Even when Rose doesn’t make the open read or finish his layups, his misses are still put back for a layup 9.4% of the time, tied with Payton for the eighth-best mark in the league.
One of the biggest knocks on Quickley is his athleticism. While his floaters have become a beloved spectacle, they are largely born out of necessity from not being able to get all the way to the rim for a layup off the glass. Quickley is tied for the fifth-lowest percentage of shots at the rim in the entire NBA, with just .059% of his shots coming from 0-3 feet, a rate reserved mostly for shooting specialists and soon-to-be retirees who can’t get to the hoop without a walker.
All hope is not lost, though. Seemingly lost in this conversation is that Quickley is just a rookie and by all accounts a tireless worker. Plenty of Kentucky players have developed into solid-to-good passers after demonstrating very little capability in that department in college and their first years in the league.
Quickley’s college 1.5 assist per game average seems dreadful until you learn that Tyler Herro, Jamal Murray, Devin Booker, and Bam Adebayo averaged just 1.65 assists per game at Kentucky. In the NBA, they averaged at least 4.8 last season.
They also serve as evidence of the evolving NBA. Adebayo, is easily the best passer and leads the group with 5.4 assists per game, serving as a point forward for the Heat much like Nikola Jokic does alongside ‘point guard’ Murray.
Despite Quickley’s athleticism woes, it’s not like he was a dreadful passer either. As the full-time backup lead guard before trading for Rose, Quickley averaged 2.7 assists per game to just 1 turnover per game in 18.9 minutes per game over his first 21 games as a pro. Considering he hadn’t played the position in college, it’s a relatively impressive feat especially when his running mates were arguably the worst offensive supporting cast in the league—Austin Rivers, deer-in-headlights early-season Obi Toppin, No-hands Nerlens Noel, and Kevin Knox.
Quickley even had a higher assist-to-turnover ratio than passing maestro Rookie of the Year LaMelo Ball (2.19 to 2.16), along with a 90th percentile turnover ratio of just 8.2%.

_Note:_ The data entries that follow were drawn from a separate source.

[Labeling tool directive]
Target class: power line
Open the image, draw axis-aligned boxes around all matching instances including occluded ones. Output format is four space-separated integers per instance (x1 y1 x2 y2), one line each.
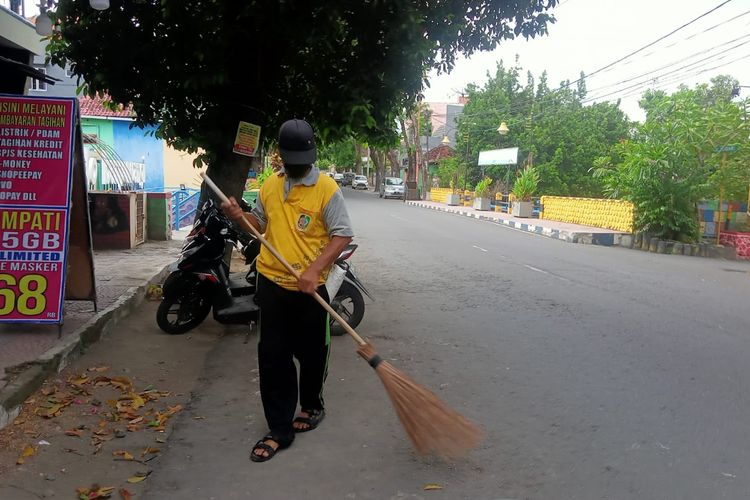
581 35 750 104
570 0 732 85
444 0 750 123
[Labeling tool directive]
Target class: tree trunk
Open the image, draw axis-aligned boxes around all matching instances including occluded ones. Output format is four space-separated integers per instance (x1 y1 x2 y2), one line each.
354 142 368 175
387 149 401 177
398 115 417 181
200 152 251 218
370 148 385 191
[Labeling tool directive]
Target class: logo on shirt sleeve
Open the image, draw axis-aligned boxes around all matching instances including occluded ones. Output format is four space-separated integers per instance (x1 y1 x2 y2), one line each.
297 214 312 233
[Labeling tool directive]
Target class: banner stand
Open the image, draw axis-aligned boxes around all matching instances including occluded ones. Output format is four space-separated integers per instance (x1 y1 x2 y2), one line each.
0 95 97 330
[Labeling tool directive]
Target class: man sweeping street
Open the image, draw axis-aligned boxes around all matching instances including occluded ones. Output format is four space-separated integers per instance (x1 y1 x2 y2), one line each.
222 119 354 462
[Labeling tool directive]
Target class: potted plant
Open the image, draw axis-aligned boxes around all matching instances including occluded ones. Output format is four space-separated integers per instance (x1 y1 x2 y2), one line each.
474 177 492 210
511 166 539 217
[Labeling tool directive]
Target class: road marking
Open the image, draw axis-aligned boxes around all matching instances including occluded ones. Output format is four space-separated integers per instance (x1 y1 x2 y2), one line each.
523 264 549 274
388 214 409 222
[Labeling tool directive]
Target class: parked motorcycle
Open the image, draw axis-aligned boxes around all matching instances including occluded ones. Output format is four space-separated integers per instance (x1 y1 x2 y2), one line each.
156 200 372 335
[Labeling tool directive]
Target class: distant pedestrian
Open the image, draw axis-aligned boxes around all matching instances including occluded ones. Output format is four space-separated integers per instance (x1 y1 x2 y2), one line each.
222 120 354 462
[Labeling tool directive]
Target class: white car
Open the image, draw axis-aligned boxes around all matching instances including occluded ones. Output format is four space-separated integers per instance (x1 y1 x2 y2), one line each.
352 175 370 189
379 177 404 199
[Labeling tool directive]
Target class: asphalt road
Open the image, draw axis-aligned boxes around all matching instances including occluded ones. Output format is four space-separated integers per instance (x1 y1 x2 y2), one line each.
145 188 750 500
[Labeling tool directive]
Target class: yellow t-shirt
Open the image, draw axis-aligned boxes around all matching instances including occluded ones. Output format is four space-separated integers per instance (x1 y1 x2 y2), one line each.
258 175 339 290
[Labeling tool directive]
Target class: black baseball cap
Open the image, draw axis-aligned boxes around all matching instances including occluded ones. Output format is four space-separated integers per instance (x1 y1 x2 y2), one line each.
279 118 318 165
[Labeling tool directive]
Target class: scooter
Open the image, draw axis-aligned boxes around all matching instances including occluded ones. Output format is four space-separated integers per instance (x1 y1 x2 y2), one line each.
156 200 372 335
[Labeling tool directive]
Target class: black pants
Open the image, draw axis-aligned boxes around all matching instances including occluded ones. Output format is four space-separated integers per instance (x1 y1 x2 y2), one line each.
256 275 331 442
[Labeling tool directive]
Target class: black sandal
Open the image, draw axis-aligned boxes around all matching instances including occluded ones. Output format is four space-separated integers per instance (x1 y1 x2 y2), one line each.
250 434 292 462
294 410 326 432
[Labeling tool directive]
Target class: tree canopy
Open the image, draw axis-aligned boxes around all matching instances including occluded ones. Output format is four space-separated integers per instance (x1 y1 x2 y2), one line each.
49 0 557 195
594 76 750 241
456 60 630 196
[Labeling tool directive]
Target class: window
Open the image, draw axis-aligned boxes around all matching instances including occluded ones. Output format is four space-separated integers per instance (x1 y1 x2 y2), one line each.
31 68 47 92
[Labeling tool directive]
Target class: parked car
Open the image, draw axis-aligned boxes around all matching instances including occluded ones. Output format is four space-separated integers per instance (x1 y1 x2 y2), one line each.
379 177 404 199
352 175 370 189
341 172 355 186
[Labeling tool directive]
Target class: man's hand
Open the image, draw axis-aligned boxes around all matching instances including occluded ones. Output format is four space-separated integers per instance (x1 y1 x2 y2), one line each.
297 266 320 295
221 196 245 222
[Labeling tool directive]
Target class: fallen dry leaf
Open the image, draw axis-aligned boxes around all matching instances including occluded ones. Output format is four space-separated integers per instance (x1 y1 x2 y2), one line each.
76 484 115 500
109 377 133 392
112 450 135 460
128 472 151 484
141 446 161 457
42 403 67 418
68 373 89 387
16 444 36 465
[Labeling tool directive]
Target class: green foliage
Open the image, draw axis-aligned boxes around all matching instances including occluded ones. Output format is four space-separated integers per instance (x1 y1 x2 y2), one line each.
474 177 493 198
48 0 557 178
513 167 539 201
456 60 630 197
317 138 357 172
592 78 750 241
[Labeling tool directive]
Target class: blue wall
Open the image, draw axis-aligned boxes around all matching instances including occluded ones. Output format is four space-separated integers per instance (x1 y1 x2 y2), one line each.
112 120 164 190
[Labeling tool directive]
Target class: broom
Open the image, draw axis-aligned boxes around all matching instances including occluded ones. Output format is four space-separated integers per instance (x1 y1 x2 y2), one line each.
201 173 482 458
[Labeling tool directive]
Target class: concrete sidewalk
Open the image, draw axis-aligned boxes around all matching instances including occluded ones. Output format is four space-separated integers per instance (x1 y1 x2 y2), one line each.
0 231 187 428
406 201 632 246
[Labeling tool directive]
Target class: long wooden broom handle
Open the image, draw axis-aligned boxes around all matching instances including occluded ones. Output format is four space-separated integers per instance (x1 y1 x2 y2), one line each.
201 172 367 345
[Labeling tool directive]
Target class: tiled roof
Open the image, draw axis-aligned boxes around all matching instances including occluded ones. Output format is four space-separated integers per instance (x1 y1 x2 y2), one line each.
427 144 456 163
78 96 135 118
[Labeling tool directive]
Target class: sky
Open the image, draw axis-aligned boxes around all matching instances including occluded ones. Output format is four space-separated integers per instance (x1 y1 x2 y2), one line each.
20 0 750 120
424 0 750 120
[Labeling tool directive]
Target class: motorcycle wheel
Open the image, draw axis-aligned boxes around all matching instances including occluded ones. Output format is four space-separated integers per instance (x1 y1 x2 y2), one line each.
156 292 211 335
330 281 365 337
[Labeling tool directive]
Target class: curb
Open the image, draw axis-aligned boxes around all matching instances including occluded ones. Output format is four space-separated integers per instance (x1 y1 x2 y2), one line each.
0 264 171 429
406 201 631 246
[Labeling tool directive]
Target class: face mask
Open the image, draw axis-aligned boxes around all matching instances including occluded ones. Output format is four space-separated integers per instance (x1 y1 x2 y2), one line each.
284 165 310 179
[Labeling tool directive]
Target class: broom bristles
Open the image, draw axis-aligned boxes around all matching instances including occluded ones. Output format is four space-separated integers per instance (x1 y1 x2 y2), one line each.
358 344 482 459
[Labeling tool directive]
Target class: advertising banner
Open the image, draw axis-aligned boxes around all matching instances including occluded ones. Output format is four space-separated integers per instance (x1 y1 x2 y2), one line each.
0 96 76 323
232 122 260 156
0 207 67 323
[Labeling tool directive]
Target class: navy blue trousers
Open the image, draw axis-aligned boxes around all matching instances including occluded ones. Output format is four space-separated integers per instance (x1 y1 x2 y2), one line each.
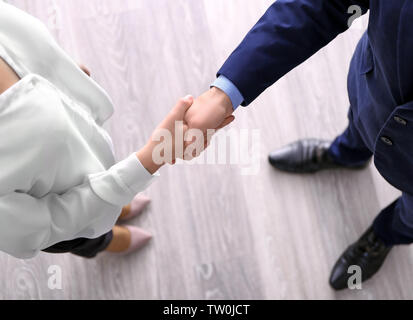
329 117 413 246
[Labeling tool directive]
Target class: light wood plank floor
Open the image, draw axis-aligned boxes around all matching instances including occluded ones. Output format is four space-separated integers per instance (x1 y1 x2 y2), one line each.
0 0 413 299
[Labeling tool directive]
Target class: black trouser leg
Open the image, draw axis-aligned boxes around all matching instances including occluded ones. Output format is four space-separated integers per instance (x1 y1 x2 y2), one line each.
373 193 413 246
43 230 113 258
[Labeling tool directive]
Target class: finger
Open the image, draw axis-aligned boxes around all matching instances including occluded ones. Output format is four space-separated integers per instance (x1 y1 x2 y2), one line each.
174 95 194 120
217 116 235 130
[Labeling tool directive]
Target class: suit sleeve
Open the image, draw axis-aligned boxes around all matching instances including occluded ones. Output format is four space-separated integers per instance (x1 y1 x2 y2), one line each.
218 0 369 106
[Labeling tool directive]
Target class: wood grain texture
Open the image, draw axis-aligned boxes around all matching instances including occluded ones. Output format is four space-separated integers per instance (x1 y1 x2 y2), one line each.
0 0 413 299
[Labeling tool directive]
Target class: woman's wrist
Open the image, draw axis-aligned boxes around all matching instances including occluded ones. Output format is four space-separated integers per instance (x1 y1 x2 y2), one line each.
136 143 164 174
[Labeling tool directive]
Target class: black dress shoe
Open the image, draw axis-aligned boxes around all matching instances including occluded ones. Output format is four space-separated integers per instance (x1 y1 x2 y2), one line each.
330 227 392 290
269 139 368 173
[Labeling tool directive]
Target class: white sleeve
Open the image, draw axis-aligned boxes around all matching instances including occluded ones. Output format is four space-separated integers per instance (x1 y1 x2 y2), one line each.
0 154 154 259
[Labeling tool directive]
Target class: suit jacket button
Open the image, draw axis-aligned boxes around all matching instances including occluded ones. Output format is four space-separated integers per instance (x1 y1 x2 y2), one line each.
380 136 393 146
393 116 407 126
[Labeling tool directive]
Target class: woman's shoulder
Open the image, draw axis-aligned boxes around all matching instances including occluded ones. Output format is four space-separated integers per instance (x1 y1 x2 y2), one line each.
0 75 67 147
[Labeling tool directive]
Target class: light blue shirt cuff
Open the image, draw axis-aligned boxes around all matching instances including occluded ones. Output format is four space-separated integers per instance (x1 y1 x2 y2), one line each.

Quickley is a smart player. Despite his lack of rim attempts, one of the most efficient shots in basketball, he’s still able to retain a solid efficiency for a young point guard with a 56% true shooting percentage, due to both his three point ability and knack for drawing fouls. Quickley’s 30% free throw rate is the 60th-highest mark in the NBA, even more remarkable when you consider he’s hardly drawing those off contact at the rim but rather through baiting defenders through fakes and rip-throughs like a seasoned veteran.
Considering Quickley is intelligent enough to study and perfect the games of clever veterans like Lou Williams, the mentorship of Rose, Kemba Walker, and even Alec Burks should rub off on him. If can outsmart and outplay NBA players as a rookie, Quickley can likely figure out how to get the rim at a higher rate.
He showed promise in this year’s Summer League as well, averaging the second most-assists per game in the league with 7.8 dimes against just 2.4 turnovers (and 20.2 points), joyously throwing lobs to Jericho Sims and kick-outs to Obi Toppin and Deuce McBride.
That’s no easy feat in Summer League, where teams have little offensive structure, inexperienced rookies, and unproven/bad players fighting for jobs. The fact he is a willing passer is a good portion of the battle, and supports Immanuel’s argument that he is, at heart, a point guard.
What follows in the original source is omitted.